# I have write this definition of binary tree but teacher says it is more computer science definition, give me the mathematic one

So can you please tell me what is the academic mathematical definition of a binary tree? ( I even omitted the data element part and he didn't accept) the text is:

" A binary tree is made of nodes, where each node contains a "left" reference, a "right" reference, and a data element. The topmost node in the tree is called the root. Every node (excluding a root) in a tree is connected by a directed edge from exactly one other node. This node is called a parent. On the other hand, each node can be connected to maximum two nodes, called children."

• Welcome to MathSE! Please type in your post what's written in the image.

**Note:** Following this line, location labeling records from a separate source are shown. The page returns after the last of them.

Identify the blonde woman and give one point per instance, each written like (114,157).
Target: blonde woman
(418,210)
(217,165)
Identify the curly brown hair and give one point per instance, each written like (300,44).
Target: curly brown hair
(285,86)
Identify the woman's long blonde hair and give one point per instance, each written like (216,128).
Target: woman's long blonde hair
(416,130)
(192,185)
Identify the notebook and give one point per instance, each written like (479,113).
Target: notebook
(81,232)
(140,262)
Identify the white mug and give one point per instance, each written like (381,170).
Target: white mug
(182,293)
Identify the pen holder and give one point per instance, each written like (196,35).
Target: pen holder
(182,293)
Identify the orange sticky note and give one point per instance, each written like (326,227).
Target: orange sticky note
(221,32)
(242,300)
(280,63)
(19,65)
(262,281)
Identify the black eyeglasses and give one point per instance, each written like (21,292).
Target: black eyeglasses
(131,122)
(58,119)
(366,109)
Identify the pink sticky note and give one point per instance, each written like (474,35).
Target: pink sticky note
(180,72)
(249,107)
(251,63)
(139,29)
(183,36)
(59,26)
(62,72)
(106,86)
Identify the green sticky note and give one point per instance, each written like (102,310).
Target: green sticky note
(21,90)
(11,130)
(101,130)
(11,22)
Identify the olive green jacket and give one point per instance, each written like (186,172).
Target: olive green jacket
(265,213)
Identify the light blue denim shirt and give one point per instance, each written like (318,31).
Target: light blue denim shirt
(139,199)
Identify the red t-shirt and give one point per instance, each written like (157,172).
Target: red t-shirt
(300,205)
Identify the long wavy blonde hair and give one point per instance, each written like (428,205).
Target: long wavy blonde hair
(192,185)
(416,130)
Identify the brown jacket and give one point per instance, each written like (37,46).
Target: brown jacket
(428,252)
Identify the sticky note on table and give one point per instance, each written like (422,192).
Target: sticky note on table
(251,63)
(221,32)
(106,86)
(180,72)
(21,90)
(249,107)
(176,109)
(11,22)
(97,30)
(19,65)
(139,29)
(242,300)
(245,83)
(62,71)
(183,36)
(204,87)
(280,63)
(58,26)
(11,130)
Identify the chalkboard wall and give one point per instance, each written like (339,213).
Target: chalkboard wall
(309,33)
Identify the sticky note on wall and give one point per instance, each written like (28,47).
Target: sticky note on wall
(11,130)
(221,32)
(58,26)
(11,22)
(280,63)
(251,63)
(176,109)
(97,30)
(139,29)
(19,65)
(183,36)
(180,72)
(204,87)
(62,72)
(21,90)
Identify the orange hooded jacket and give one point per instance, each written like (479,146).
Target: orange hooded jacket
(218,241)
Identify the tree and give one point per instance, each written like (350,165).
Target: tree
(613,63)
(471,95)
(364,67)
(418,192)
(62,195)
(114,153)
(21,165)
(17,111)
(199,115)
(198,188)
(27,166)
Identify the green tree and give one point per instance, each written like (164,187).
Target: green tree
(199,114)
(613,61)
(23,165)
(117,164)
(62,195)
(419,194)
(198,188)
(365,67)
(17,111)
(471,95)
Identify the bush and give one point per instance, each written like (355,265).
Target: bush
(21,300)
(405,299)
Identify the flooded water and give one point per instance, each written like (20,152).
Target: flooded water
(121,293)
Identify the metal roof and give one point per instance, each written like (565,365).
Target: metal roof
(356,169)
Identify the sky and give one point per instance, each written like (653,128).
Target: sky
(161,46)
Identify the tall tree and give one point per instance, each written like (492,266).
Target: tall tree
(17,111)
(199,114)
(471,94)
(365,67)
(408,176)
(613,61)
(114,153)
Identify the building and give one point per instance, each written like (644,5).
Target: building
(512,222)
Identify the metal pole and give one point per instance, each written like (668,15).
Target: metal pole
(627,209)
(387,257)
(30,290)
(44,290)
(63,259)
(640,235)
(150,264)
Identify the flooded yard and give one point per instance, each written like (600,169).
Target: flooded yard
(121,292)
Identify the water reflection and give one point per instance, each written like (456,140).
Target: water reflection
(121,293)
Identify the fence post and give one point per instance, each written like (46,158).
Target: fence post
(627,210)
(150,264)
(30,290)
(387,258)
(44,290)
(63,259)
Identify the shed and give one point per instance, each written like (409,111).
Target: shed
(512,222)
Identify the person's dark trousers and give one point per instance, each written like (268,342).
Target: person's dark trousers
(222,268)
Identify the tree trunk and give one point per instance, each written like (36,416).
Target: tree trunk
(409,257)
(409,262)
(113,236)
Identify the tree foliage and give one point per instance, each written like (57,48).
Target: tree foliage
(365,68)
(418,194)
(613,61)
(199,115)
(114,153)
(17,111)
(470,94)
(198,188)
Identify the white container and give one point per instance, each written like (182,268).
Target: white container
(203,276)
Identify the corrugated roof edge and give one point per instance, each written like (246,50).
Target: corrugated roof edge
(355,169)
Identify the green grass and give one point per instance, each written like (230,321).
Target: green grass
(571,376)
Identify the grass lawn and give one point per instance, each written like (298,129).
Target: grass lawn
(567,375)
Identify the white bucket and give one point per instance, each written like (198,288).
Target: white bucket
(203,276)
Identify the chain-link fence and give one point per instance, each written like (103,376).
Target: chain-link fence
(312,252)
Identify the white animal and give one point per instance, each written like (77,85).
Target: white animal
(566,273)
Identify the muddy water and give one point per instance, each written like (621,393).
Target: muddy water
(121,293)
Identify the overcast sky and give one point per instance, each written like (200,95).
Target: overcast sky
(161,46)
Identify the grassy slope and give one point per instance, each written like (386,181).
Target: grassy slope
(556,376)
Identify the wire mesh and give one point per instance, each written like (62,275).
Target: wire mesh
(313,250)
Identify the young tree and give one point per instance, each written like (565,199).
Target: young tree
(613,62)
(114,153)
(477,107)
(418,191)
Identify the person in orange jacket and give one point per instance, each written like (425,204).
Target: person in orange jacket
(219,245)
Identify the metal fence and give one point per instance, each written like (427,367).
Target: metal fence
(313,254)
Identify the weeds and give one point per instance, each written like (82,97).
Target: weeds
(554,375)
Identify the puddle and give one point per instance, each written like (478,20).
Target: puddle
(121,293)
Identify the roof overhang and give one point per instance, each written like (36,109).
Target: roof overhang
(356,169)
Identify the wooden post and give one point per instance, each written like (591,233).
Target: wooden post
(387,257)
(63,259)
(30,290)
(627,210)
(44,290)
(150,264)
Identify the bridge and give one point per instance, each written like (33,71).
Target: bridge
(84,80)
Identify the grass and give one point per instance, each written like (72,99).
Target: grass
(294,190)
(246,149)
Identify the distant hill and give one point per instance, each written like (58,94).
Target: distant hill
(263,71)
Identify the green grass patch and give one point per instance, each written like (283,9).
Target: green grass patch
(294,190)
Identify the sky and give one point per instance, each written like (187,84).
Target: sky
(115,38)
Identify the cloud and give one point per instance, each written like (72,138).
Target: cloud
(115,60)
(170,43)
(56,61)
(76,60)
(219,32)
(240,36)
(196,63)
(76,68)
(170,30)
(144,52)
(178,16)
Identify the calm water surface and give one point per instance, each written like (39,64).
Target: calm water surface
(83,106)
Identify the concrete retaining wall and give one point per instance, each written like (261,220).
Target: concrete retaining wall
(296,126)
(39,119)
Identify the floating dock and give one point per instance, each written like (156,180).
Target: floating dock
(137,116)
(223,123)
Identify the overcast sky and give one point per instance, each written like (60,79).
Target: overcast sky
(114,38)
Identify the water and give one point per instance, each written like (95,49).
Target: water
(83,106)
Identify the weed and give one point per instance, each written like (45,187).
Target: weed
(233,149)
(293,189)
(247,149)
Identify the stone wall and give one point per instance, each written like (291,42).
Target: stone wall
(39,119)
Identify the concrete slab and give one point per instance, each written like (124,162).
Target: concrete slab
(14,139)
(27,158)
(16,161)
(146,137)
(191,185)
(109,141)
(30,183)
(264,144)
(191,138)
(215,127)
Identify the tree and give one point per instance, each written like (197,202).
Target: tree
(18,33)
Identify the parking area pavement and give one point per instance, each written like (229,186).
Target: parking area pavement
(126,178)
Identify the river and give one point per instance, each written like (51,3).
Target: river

Always prefer text over attached images. Also, what do those red squares mean? – evaristegd Jul 13 at 7:01
• @evaristegd thank you for your comment sorry I am new and I edited the question put the text, those red square are nothing just his software problem with commenting – Sina M Jul 13 at 7:06
• reference${}{}$? – Lord Shark the Unknown Jul 13 at 7:15
• @LordSharktheUnknown this link cs.cmu.edu/~adamchik/15-121/lectures/Trees/trees.html – Sina M Jul 13 at 7:17
• The teacher sounds like a jerk. Are you in a class, or are they advising some kind of thesis you're writing? Are you in a position to ask then to clarify face to face? – Henning Makholm Jul 13 at 7:32

Mathematicians would more often say that the tree simply has an abstract set of nodes, where the definition of "tree" doesn't care what each node looks like in details. Things like which nodes are children of which would usually be specified as something external to the nodes themselves -- say, in a separate set of edges, or partial functions $$l$$ or $$r$$ from nodes to other nodes, with particular properties. Similarly for other data you imagine the nodes to come with (which mathematicians would tend to call "labels").
When you define a particular concrete tree you would of course often let the nodes be objects where you encode things that the $$l$$ and $$r$$ functions pick out of them. But this would be an implementation detail for that particular tree which cannot be seen when you just say "Let $$T$$ be a tree".